Partially funded with federal stimulus money, the building on Fishburne Street across from Burke High School is designed to meet U.S. Green Building Council standards. It will feature solar panels to heat the adjacent Herbert Hassell city pool, extra insulation, cabinets made of wheatboard and tile and cement partially made from recycled materials.

Several councilmen, in particular Jimmy Gallant, questioned whether minority-owned firms were given a fair shot at the work, and questioned why NBM has won yet another large city contract.
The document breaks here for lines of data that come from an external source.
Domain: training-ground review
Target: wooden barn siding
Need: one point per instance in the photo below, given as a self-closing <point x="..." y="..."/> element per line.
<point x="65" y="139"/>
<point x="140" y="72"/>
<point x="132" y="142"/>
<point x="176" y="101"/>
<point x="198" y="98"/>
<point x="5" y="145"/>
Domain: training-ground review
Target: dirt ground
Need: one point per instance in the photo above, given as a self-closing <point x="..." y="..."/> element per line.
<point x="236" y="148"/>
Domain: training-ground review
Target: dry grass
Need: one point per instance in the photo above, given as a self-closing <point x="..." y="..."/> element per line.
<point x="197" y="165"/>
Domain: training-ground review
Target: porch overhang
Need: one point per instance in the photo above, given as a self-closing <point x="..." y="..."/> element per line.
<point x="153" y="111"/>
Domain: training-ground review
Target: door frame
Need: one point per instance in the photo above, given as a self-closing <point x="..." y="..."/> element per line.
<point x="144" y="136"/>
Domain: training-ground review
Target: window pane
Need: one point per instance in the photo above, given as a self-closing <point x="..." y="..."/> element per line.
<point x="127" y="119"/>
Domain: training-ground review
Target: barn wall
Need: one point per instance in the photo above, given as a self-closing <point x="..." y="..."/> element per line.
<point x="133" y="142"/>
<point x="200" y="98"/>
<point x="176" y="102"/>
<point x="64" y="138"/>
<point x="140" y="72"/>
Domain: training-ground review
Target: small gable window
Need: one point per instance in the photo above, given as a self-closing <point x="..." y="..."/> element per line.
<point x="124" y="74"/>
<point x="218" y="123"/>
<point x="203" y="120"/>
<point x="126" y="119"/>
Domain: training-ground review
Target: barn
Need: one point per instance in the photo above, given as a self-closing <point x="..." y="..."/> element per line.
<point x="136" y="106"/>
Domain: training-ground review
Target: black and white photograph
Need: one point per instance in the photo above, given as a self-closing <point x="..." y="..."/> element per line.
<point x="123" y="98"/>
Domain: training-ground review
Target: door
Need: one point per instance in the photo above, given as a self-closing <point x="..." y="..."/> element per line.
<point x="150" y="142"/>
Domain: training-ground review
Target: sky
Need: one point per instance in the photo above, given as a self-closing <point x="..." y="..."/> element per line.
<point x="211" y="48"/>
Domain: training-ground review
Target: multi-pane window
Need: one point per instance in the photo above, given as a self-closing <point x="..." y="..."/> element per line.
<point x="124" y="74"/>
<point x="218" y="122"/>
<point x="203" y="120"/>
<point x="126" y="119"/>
NBM also renovated City Hall and the Dock Street Theatre.

Gallant said the city should have directly contacted local minority-owned general contracting firms to encourage them to bid and suggested they could have been unaware of the community center job.

"I'm just wondering when we're going to have all this diversity we keep talking about," he said.

Councilmen James Lewis and William Dudley Gregorie also questioned the selection of NBM, which was the lowest bidder.

Mayor Joe Riley said the project was advertised in several newspapers for two weeks, and about 50 companies attended a pre-bidding conference.

"If there was a contractor in South Carolina that didn't know about this job, they weren't reading any newspapers or anything," he said.

Riley said asking why NBM keeps getting contracts is like asking why Tiger Woods wins golf tournaments.

"In my opinion, it's certainly not political, and I think they're doing a great job," said Councilman Larry Shirley.

In 2007, when NBM won a $14.8 million contract for the Dock Street Theatre, the vote was split along racial lines.

For the community center project, NBM said minority-owned subcontracting firms will get more than 21 percent of the work, worth nearly $1.2 million.

The council unanimously approved the contract.

In other business, the council adopted a resolution calling on the state Department of Transportation to reduce the speed limit on Folly Road, between Wappoo Creek and U.S. Highway 17, from 40 to 35 mph.